Obama also spoke about his involvement, or lack of, with arrested Illinois Democratic Gov. Rod Blagojevich and the nation’s economic woes. Click here to read the interview.
Reynaldo Anzaldua, a No Border Wall coalition member who has been active in the fight against the border wall in Granjeno, told the Guardian he was “encouraged” by Obama’s comments.
“I am encouraged because it looks as though President-elect Obama is going to look at the border wall issue again. I am also encouraged by Gov. Napolitano’s appointment as Homeland Security secretary. What did she say? ‘You show me a 50-foot wall and I'll show you a 51-foot ladder at the border’,” Anzaldua said, speaking in his personal capacity.
Anzaldua said he visited the border wall south of Tucson, Arizona, last week. “It is clear the border wall is not going work there. It is no real barrier. It is by no means effective,” Anzaldua said.

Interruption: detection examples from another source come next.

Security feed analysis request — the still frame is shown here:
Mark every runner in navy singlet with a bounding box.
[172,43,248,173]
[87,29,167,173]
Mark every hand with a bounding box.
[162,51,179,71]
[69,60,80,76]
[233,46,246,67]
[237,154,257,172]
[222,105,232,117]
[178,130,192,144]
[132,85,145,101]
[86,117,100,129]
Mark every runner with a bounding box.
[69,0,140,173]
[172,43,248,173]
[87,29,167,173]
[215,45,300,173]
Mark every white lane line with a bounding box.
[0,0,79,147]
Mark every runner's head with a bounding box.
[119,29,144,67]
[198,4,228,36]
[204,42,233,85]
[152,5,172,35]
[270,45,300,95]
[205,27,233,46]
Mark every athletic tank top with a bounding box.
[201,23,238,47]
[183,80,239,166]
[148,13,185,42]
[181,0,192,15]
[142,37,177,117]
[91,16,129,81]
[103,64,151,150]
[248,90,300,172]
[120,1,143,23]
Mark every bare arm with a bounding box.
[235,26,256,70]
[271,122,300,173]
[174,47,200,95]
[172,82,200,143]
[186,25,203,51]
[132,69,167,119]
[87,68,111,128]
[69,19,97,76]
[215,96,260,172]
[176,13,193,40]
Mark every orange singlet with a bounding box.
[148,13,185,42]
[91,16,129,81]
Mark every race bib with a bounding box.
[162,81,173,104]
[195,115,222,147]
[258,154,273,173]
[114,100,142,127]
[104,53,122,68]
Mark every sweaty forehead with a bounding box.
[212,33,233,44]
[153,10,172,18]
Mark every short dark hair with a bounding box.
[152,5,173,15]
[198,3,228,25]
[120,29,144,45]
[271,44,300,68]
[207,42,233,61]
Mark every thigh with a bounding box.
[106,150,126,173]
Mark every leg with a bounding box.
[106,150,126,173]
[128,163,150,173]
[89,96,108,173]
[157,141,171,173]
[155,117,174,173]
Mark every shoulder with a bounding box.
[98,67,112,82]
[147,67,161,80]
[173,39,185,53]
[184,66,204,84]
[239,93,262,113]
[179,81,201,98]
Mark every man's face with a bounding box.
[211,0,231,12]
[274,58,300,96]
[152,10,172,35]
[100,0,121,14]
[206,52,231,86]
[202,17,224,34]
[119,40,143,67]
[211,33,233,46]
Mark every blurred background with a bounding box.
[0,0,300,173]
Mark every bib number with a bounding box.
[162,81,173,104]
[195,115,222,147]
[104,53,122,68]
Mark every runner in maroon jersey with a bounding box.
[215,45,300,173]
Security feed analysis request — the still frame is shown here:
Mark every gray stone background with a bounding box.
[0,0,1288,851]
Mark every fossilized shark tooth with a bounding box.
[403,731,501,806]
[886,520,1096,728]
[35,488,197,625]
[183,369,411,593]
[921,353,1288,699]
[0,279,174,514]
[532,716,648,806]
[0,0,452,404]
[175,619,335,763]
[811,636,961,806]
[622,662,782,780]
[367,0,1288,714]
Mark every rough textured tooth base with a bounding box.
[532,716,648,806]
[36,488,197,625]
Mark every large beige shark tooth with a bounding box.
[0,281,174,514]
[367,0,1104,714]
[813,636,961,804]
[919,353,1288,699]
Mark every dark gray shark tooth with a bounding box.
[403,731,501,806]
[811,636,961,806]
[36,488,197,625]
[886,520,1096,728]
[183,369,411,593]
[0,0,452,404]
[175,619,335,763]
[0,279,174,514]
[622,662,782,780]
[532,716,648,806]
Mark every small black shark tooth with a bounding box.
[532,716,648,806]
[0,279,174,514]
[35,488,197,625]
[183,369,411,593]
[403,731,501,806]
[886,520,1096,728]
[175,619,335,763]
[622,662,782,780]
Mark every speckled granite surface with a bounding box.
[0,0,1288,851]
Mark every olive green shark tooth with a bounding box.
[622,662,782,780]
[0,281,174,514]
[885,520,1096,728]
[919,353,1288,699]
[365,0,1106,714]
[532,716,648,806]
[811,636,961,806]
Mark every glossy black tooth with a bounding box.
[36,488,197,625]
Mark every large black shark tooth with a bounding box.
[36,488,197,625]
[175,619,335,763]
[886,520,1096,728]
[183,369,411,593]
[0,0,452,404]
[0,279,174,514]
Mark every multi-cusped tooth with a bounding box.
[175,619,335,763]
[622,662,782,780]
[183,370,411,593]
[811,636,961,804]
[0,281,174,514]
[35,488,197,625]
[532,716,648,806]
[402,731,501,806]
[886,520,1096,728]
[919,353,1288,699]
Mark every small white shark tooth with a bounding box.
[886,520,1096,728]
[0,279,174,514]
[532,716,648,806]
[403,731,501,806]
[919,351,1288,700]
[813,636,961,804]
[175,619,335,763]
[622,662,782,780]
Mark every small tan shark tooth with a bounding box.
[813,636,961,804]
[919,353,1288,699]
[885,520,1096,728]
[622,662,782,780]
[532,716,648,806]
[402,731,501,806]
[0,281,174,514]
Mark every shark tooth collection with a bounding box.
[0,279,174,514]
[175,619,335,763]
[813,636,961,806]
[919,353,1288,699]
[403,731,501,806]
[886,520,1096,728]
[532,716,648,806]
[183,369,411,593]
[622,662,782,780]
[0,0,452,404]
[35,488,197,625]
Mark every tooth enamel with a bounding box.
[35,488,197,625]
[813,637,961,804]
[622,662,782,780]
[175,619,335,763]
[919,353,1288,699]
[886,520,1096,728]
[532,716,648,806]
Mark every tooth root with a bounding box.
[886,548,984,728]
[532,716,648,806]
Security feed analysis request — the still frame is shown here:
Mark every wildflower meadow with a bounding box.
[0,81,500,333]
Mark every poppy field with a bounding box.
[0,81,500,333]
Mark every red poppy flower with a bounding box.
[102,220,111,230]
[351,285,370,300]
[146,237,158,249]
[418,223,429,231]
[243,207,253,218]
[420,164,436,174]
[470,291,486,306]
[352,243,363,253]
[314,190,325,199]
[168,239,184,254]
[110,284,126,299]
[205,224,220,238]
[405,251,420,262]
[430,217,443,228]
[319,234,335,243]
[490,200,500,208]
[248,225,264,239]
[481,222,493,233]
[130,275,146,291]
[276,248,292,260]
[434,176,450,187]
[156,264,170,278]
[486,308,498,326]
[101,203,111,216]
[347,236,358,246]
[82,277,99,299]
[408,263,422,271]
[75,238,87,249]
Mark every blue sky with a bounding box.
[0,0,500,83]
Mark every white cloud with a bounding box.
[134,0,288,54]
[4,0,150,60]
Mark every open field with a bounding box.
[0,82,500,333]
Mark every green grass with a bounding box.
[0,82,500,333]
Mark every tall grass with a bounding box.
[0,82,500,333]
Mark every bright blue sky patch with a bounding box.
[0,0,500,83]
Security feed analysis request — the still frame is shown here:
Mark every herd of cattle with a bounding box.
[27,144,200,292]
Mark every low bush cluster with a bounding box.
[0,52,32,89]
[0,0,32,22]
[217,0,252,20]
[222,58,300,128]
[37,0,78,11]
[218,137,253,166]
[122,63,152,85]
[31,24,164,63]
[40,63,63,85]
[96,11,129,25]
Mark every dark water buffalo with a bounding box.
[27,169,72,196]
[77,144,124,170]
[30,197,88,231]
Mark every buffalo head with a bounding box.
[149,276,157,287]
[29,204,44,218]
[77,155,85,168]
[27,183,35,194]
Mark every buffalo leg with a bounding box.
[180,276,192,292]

Anzaldua added: “I think those of us opposed to the border wall are going to see how we can pressure the politicians to not only stop construction of the border wall but to even tear down the existing wall. We are going to be working on tearing down this wall.”
Adrienne Evans, co-founder of No Wall–Big Bend coalition, said she too was hopeful that Obama would stop border wall construction. She pointed out that most border counties voted heavily for Obama and believes most border residents are opposed to the border wall.

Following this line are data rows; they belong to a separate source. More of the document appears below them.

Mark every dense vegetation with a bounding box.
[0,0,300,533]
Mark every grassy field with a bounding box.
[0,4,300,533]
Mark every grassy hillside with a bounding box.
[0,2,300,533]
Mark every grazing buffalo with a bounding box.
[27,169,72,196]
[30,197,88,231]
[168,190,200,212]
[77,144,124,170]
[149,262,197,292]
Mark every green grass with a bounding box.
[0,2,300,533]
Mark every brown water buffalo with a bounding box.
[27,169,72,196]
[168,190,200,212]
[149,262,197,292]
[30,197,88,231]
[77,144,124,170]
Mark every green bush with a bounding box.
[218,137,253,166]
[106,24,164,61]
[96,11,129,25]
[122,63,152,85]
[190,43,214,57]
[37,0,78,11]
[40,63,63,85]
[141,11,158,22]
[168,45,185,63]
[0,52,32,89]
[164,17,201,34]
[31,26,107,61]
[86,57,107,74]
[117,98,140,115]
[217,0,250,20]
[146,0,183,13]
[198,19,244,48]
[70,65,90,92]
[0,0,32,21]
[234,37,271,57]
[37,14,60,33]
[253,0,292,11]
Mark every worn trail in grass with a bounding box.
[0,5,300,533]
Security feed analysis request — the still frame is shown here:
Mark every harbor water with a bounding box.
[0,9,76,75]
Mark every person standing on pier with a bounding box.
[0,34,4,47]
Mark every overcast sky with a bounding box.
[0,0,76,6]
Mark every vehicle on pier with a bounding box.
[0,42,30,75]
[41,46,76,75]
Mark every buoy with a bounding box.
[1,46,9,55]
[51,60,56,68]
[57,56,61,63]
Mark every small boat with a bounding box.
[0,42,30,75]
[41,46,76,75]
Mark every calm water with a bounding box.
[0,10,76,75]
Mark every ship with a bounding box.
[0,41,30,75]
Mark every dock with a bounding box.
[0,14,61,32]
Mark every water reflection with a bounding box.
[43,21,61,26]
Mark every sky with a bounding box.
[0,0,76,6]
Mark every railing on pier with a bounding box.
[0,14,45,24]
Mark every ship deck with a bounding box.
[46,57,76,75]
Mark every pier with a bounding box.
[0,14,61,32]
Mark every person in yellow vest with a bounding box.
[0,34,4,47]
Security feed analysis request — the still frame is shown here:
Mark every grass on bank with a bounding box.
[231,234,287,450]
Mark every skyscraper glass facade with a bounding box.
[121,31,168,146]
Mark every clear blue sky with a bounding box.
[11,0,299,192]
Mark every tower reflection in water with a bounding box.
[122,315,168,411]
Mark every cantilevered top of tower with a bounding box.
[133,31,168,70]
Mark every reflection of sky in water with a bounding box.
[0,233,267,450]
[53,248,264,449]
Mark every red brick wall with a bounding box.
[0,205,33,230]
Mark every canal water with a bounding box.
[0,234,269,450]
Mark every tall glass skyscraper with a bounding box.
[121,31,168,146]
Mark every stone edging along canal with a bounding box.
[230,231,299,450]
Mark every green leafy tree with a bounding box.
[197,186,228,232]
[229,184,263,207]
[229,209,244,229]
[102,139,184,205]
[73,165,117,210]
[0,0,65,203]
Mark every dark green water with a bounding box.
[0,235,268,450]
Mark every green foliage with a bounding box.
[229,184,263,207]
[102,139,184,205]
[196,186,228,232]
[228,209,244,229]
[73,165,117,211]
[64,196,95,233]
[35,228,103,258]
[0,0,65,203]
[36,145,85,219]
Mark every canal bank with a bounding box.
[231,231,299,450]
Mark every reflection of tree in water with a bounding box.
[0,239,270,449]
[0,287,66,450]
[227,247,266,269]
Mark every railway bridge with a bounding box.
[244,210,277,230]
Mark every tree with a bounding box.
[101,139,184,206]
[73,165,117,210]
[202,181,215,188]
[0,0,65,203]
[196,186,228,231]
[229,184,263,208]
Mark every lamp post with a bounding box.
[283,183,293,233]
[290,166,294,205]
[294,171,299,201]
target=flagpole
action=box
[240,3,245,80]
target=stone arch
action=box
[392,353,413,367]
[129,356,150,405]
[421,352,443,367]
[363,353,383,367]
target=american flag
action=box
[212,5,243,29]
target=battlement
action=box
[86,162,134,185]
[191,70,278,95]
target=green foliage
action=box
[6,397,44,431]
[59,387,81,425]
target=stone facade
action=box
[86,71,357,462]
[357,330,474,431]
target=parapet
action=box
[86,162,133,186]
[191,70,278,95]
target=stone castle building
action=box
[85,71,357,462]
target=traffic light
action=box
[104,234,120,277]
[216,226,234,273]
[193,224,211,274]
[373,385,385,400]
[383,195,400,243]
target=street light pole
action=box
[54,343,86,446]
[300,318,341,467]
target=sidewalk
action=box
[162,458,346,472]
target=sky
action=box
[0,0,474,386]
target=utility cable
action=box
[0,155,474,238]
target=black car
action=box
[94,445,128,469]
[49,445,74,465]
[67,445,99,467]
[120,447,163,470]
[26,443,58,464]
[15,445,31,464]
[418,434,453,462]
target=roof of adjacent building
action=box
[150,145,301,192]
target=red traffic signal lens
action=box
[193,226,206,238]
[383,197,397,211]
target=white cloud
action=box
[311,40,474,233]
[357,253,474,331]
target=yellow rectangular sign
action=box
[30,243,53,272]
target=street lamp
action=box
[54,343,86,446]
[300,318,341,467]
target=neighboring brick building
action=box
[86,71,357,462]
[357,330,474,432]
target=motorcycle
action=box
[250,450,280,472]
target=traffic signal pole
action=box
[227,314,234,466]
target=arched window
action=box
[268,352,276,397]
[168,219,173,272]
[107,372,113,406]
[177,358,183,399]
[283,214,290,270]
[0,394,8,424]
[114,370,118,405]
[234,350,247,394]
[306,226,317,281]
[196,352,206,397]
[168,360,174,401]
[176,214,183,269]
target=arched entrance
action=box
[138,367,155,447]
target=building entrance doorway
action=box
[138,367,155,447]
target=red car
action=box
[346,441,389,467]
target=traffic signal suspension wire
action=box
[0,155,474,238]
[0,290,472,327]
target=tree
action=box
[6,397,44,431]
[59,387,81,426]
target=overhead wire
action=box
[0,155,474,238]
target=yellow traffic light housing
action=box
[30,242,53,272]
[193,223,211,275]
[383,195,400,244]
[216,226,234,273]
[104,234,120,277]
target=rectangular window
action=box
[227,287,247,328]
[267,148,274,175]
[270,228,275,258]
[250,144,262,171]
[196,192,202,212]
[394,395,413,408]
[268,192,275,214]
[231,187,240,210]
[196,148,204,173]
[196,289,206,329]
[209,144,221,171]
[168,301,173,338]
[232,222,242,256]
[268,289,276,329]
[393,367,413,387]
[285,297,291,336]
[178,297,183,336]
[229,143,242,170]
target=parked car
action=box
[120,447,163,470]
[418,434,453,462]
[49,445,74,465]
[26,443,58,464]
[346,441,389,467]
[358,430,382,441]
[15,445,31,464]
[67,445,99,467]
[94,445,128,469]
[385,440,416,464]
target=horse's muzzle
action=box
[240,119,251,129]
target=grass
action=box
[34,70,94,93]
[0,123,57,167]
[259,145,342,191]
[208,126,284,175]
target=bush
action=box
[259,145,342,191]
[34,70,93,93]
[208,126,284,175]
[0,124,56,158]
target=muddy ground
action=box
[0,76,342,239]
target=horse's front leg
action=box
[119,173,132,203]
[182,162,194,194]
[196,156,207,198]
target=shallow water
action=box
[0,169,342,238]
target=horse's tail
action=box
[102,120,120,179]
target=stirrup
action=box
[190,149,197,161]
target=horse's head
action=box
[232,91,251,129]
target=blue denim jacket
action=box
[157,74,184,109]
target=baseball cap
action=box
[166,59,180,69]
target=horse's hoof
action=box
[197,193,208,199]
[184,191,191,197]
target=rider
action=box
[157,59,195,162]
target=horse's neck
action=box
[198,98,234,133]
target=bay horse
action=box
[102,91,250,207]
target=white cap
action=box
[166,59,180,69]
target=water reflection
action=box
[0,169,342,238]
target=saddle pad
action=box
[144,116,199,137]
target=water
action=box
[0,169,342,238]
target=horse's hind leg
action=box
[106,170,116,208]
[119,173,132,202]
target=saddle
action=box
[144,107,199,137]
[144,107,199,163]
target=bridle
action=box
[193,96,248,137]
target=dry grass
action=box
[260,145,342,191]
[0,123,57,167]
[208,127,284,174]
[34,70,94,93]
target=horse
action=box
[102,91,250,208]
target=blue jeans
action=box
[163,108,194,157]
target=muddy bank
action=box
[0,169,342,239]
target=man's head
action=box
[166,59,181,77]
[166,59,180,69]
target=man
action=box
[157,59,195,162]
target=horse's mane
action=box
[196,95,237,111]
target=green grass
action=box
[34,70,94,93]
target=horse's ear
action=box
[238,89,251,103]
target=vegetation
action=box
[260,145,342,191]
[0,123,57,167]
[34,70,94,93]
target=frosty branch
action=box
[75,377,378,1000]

“I drove a van proudly draped in large Barack Obama campaign signs throughout Texas in the last weeks before the election, my children and I braving the occasional hostilities directed at us. Along with countless Texans, I did the 'Obama dance' and happily cried my heart out when Obama won the presidency,” Evans told the Guardian.

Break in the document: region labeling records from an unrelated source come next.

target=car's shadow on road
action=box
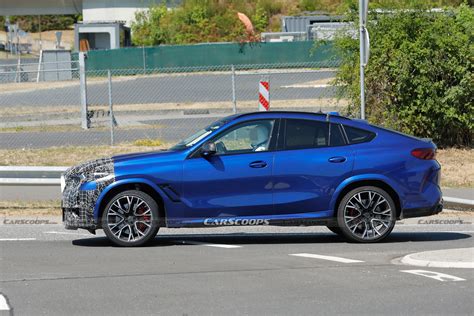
[72,232,472,247]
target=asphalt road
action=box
[0,213,474,315]
[0,113,224,149]
[0,70,335,107]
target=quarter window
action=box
[285,119,345,149]
[210,120,275,155]
[344,125,375,144]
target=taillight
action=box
[411,148,436,160]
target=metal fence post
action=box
[79,52,89,129]
[232,65,237,113]
[142,46,146,75]
[107,69,115,146]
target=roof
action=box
[231,111,351,121]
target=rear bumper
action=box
[400,200,443,219]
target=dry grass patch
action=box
[0,140,169,166]
[0,96,349,118]
[437,148,474,188]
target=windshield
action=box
[170,117,232,150]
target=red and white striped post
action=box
[258,79,270,111]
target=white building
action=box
[0,0,180,49]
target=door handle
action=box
[249,160,267,168]
[328,156,347,163]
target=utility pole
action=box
[359,0,370,120]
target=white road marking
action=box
[289,253,364,263]
[400,270,466,282]
[43,231,91,236]
[0,294,10,311]
[183,240,242,249]
[0,238,36,241]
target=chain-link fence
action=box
[0,62,347,155]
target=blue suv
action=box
[62,112,442,246]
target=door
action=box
[273,119,354,217]
[182,120,278,218]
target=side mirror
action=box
[201,142,216,157]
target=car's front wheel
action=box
[102,190,159,247]
[337,186,396,242]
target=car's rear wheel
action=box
[337,186,396,242]
[102,190,159,247]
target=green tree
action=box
[132,5,169,46]
[336,5,474,146]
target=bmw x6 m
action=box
[61,112,442,246]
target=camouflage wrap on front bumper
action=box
[61,158,115,230]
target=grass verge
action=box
[436,148,474,188]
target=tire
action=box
[337,186,397,243]
[102,190,159,247]
[326,226,343,236]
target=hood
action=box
[112,150,175,163]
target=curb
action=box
[400,248,474,269]
[443,196,474,212]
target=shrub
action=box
[336,5,474,146]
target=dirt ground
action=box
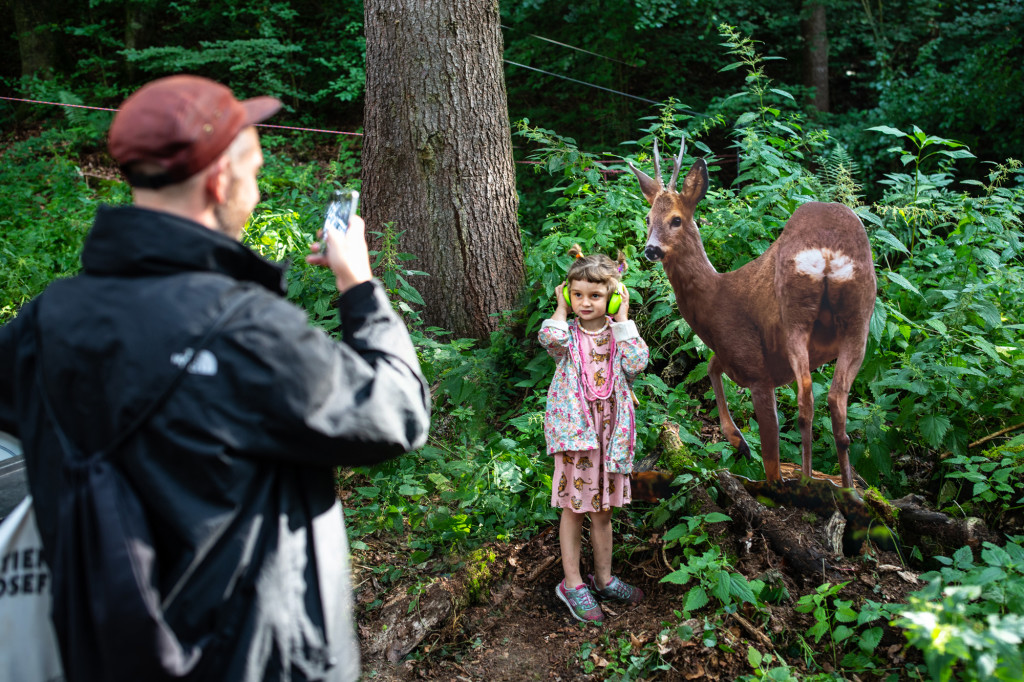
[356,477,923,682]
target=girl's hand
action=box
[612,285,630,322]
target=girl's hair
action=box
[565,244,626,294]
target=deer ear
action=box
[679,159,708,206]
[627,162,662,204]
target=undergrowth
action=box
[0,22,1024,680]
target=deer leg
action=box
[751,386,782,483]
[788,332,814,478]
[708,355,751,457]
[828,331,867,487]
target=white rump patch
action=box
[793,249,854,282]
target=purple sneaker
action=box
[555,581,604,623]
[587,576,643,604]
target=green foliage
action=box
[896,543,1024,681]
[0,130,127,324]
[939,436,1024,526]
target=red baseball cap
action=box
[108,76,281,189]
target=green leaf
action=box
[683,585,708,613]
[883,270,921,296]
[662,523,690,543]
[729,573,757,604]
[735,112,758,128]
[857,627,883,653]
[768,88,797,101]
[712,570,732,604]
[873,229,910,254]
[868,126,906,137]
[920,413,950,447]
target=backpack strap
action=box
[36,289,256,458]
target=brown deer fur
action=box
[630,142,876,487]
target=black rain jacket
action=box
[0,207,430,682]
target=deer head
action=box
[630,137,708,261]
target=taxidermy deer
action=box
[630,141,876,487]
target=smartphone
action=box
[321,189,359,253]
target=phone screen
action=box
[321,189,359,252]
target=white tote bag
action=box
[0,489,63,682]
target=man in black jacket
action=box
[0,76,430,682]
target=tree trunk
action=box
[801,0,828,112]
[362,0,523,338]
[11,0,57,79]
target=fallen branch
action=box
[890,495,999,551]
[718,470,831,581]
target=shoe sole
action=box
[589,576,647,606]
[555,585,603,623]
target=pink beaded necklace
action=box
[574,319,615,400]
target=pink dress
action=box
[551,325,632,514]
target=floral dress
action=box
[551,325,632,513]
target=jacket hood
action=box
[82,206,288,296]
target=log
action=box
[718,470,834,583]
[362,579,456,664]
[890,495,999,554]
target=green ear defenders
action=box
[562,282,623,315]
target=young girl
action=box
[540,246,648,622]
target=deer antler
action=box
[654,137,665,187]
[669,135,686,191]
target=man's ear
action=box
[204,155,231,204]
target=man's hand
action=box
[306,215,374,294]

“And now, we're holding our collective breath to see what he and Homeland Security Secretary-nominee Napolitano will do about the ugly, useless, devastating border wall, el muro de odio (the wall of hate), in our beautiful home state of Texas, on the 100-million-year-old river we share with Mexico, the Rio Grande.”
Last week, El Paso leaders wrote to Obama's transition team urging that the border wall project be stopped. Among those participating were state Sen. Eliot Shapleigh, D-El Paso, El Paso County Attorney José Rodriguez, who is also a board member of the Texas Border Coalition, and El Paso City Rep. Steve Ortega.
“We ask you to stop building muros de odio on our southern border—let us stop building these ill-conceived walls founded in current notions of racism. As the next President of the United States, we hope your administration will lead the U.S. to once again be the beacon of hope to the world,” the letter stated.
“Let us make the case for safer, faster ports to move people and products in a 21st Century world. And most of all, let us work together, strengthened by the proud legacy of Franklin D. Roosevelt and John F. Kennedy to reach out to our neighbors, family and friends in all the Americas to build lasting bridges of friendship, safety and prosperity—not walls of hatred and division.”